3) On a smaller front, the script features a reference to how Mormons were considered outside the bounds of “Whiteness” at the time. Brigham Young is humanized by repeatedly questioning the reality of his own prophetic calling. Several passing and direct references to polygamy are made, including a more extended exchange depicting its rightful difficulty as a subject, especially for women.

4) While not produced by the LDS Church, its depiction would likely be considered fairly hagiographic by today’s historical standards. Juxtaposed against what typically passes for a “nuanced and humanizing” (I say that with at least a small degree of eyeroll) account of Mormonism in the popular image and again, it was a refreshing departure — although a bloodthirsty, tyrannical, and warmongering Young surely isn’t far off in the forthcoming Netflix show, “American Primeval.”

I suppose part of what was “refreshing” in this respect was not feeling overly “preached” to with the claimed “important conversations” that contemporary Hollywood feels the need to lecture Latter-day Saints on regarding the ills and harms internal to their own tradition and community—and rarely from the positionality of practicing, invested believers.

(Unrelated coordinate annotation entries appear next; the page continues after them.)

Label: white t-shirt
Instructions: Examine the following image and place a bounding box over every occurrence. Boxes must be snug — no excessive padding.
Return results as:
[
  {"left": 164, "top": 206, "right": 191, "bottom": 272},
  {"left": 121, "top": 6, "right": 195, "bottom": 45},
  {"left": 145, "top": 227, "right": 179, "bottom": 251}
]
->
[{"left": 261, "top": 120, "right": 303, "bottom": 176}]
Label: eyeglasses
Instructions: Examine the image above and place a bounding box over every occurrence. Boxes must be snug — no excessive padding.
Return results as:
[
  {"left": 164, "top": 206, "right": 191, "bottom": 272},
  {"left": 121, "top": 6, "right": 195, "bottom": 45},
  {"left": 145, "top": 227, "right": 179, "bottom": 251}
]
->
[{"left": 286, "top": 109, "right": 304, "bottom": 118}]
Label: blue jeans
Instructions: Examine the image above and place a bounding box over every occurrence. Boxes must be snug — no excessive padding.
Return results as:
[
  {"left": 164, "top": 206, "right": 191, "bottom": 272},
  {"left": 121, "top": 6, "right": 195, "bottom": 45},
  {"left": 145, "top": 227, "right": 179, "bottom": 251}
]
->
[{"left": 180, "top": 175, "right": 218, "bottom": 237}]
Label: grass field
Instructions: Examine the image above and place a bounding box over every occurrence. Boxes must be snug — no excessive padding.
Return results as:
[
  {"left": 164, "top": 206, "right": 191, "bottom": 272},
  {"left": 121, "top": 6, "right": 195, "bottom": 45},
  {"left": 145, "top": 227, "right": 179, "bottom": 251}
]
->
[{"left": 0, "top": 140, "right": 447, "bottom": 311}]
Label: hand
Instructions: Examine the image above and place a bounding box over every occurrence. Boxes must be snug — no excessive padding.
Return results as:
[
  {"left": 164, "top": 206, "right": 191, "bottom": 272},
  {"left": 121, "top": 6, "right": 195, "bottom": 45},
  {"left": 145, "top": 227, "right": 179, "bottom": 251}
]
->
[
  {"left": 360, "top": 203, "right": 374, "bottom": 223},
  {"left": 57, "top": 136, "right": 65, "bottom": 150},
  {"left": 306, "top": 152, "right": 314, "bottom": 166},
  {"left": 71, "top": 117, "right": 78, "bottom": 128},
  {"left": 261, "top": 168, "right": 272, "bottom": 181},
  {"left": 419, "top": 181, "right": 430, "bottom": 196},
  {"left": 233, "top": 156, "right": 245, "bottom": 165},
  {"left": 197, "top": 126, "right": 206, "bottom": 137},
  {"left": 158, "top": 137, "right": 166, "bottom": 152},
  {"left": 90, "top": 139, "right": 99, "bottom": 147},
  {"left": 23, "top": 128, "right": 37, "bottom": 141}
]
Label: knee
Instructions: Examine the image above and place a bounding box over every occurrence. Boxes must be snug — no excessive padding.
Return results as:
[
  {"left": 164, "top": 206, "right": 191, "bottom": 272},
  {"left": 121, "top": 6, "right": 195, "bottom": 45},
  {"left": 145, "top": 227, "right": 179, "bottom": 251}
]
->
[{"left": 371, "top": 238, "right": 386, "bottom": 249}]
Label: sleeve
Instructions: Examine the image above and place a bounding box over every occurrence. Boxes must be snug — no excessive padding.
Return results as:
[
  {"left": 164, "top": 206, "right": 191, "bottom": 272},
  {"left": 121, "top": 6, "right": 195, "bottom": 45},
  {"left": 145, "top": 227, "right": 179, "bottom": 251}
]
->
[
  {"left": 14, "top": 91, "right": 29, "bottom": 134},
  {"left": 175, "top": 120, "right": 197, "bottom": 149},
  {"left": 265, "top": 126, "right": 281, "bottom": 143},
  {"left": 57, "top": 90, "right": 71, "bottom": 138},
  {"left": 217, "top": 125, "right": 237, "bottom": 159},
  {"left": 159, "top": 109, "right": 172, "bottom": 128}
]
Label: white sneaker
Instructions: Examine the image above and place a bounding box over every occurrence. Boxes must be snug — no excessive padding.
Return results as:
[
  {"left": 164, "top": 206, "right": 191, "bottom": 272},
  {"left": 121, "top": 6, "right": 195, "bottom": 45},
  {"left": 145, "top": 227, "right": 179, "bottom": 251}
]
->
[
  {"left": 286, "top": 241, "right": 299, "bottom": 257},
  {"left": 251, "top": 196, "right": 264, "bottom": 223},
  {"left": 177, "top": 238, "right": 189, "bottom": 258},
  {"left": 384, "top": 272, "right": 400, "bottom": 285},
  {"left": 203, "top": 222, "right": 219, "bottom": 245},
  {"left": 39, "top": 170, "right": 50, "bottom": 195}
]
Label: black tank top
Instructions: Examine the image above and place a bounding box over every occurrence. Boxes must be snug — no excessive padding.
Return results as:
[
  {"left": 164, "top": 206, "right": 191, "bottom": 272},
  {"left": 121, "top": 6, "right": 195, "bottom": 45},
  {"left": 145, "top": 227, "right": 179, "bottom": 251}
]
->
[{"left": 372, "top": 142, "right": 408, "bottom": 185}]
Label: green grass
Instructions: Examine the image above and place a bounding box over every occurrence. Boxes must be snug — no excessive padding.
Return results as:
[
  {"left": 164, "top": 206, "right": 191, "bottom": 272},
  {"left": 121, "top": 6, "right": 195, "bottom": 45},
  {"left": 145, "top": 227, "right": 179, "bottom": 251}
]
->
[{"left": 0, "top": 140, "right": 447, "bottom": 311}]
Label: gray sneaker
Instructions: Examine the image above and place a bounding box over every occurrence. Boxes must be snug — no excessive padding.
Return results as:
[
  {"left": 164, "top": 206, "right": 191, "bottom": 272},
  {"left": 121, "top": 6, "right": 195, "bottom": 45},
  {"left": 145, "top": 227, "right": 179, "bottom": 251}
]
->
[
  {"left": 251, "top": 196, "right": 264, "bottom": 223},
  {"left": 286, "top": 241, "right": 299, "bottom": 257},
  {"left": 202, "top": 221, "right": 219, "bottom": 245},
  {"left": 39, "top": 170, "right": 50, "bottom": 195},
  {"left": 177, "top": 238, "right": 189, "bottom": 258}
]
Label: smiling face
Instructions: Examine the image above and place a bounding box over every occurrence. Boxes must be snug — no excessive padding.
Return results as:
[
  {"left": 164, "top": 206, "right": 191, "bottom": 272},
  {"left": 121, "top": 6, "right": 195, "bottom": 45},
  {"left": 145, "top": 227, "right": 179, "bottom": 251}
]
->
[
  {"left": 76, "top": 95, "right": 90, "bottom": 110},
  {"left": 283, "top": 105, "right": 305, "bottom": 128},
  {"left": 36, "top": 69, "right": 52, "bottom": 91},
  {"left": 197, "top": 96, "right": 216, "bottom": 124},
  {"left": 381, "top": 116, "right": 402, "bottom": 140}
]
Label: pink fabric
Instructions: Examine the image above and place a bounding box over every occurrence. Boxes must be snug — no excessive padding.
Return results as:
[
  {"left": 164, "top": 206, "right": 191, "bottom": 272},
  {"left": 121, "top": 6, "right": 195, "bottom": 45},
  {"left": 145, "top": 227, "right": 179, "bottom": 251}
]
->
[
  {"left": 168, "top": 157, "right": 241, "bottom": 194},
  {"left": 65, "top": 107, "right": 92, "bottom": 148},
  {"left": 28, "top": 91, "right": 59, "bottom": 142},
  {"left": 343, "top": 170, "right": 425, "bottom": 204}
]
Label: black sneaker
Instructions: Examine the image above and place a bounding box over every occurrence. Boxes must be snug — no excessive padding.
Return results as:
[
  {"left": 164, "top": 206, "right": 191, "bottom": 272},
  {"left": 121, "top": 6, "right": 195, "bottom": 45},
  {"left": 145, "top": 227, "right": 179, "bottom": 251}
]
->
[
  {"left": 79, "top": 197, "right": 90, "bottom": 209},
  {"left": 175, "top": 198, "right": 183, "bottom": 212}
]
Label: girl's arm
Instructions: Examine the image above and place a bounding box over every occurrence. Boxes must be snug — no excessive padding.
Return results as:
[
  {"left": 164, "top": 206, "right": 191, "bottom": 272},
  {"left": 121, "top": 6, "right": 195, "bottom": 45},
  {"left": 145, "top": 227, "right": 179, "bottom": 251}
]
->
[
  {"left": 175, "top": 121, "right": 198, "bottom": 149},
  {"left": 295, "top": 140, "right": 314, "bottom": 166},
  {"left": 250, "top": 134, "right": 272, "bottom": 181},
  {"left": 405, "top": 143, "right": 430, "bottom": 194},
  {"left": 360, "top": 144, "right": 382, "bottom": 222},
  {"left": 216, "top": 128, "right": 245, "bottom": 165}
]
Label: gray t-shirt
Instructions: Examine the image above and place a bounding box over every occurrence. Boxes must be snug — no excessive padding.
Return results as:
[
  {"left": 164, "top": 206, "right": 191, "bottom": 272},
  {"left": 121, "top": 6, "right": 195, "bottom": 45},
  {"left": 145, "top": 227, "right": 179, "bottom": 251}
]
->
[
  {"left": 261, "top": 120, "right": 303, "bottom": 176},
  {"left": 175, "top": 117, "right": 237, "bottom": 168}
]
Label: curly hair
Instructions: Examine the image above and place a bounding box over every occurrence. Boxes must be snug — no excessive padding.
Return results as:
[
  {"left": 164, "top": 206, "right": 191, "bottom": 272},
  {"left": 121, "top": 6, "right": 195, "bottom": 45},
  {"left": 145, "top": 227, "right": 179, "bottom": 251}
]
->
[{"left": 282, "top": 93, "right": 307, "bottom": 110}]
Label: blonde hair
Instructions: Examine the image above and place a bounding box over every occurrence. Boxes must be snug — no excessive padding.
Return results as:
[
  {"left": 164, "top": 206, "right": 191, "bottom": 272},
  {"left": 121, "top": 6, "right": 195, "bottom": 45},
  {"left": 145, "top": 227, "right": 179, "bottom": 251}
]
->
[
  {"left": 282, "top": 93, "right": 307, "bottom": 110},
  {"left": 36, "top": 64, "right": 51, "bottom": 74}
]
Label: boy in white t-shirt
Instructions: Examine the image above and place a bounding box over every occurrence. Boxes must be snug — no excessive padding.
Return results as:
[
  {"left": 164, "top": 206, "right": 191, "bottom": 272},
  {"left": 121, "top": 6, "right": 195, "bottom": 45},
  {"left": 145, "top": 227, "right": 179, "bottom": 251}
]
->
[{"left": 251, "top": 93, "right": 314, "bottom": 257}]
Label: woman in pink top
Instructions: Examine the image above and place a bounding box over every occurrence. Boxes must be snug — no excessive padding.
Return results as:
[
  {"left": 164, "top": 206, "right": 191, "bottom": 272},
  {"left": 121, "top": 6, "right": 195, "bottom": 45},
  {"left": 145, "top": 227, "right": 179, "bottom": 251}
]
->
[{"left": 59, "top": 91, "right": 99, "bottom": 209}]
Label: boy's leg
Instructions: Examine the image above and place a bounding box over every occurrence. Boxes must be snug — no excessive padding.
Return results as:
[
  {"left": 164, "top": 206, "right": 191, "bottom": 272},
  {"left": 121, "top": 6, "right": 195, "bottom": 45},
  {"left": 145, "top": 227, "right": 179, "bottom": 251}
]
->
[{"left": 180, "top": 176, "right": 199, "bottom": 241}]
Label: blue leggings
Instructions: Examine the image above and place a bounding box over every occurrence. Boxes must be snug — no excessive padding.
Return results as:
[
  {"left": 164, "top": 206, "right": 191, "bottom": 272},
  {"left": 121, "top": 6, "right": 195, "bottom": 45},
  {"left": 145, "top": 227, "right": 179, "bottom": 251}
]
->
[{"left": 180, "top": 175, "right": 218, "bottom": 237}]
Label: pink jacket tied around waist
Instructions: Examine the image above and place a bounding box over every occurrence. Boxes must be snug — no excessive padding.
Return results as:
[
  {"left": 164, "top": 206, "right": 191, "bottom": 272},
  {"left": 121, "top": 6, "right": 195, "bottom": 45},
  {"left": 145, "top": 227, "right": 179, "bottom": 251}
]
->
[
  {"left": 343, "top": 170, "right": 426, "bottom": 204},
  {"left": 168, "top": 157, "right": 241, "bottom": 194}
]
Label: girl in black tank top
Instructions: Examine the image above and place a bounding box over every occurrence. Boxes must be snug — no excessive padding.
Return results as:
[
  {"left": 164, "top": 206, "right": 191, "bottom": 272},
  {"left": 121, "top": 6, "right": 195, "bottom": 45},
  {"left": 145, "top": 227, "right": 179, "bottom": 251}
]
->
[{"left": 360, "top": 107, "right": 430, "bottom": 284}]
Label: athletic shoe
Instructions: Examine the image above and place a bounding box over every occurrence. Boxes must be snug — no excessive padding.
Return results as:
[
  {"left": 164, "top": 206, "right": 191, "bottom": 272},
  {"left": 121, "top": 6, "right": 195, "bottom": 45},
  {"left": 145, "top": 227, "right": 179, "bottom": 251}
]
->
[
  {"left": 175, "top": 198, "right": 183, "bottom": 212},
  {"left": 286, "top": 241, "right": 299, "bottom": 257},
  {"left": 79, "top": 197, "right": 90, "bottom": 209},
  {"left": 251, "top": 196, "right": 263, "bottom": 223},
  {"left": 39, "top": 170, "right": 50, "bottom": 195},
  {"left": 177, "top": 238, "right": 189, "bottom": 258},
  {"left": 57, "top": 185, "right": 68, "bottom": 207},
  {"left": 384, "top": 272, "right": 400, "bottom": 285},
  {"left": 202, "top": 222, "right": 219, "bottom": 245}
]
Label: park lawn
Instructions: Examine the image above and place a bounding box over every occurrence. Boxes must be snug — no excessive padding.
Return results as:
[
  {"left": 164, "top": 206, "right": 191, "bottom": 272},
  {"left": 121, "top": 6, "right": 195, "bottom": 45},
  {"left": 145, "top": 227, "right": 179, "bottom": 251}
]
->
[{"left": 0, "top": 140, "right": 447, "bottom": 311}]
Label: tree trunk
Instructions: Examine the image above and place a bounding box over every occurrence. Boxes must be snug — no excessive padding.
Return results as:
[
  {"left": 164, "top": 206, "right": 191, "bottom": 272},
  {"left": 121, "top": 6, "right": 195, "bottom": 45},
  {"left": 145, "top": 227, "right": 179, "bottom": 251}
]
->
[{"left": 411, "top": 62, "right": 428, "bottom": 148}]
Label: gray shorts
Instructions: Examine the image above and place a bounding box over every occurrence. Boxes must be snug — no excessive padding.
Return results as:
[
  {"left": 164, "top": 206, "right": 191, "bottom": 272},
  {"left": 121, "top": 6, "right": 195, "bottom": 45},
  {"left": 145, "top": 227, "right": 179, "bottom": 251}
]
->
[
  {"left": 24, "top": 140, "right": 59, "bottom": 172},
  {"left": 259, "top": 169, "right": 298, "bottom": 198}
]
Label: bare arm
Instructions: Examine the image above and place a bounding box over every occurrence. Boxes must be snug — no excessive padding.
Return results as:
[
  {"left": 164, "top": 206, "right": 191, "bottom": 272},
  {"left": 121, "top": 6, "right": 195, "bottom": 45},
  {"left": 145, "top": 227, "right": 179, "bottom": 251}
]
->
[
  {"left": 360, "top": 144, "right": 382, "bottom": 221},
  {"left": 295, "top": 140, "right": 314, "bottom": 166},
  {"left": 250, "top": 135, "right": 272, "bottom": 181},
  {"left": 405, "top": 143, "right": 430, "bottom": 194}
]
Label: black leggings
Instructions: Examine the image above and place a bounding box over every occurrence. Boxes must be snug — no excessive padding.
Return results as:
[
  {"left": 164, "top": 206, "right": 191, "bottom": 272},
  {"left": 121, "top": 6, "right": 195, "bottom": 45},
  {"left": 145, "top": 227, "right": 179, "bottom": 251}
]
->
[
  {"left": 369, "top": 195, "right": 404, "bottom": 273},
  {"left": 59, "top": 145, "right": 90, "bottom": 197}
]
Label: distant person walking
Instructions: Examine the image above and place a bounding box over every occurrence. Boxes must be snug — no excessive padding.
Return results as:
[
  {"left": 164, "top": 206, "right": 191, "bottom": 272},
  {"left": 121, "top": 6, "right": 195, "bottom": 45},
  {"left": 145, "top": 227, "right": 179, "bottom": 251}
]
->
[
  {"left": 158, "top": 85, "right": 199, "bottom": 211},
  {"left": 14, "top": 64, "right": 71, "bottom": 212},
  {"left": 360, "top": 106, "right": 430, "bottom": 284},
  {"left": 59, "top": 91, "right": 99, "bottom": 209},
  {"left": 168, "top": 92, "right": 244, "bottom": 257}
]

To be clear, I’m not saying that former members of the faith have no place at the table of conversation on critical Mormon topics. If we altogether ignore their contributions, current members risk their own form of media blindness as well. My point is more that it can seem an all-too-convenient marriage of forces when a largely conservative-faith allergic Hollywood happily platforms those with the reductive and jaded outlook that Mormon media depictions must devolve into either comedy or horror.


Jaxon Washburn is a doctoral student at the University of California – Los Angeles’ Near Eastern Languages & Cultures department, specializing in Armenian studies. Outside of his emphasis, he also writes broadly on Mormonism, interfaith topics, and the study of religion.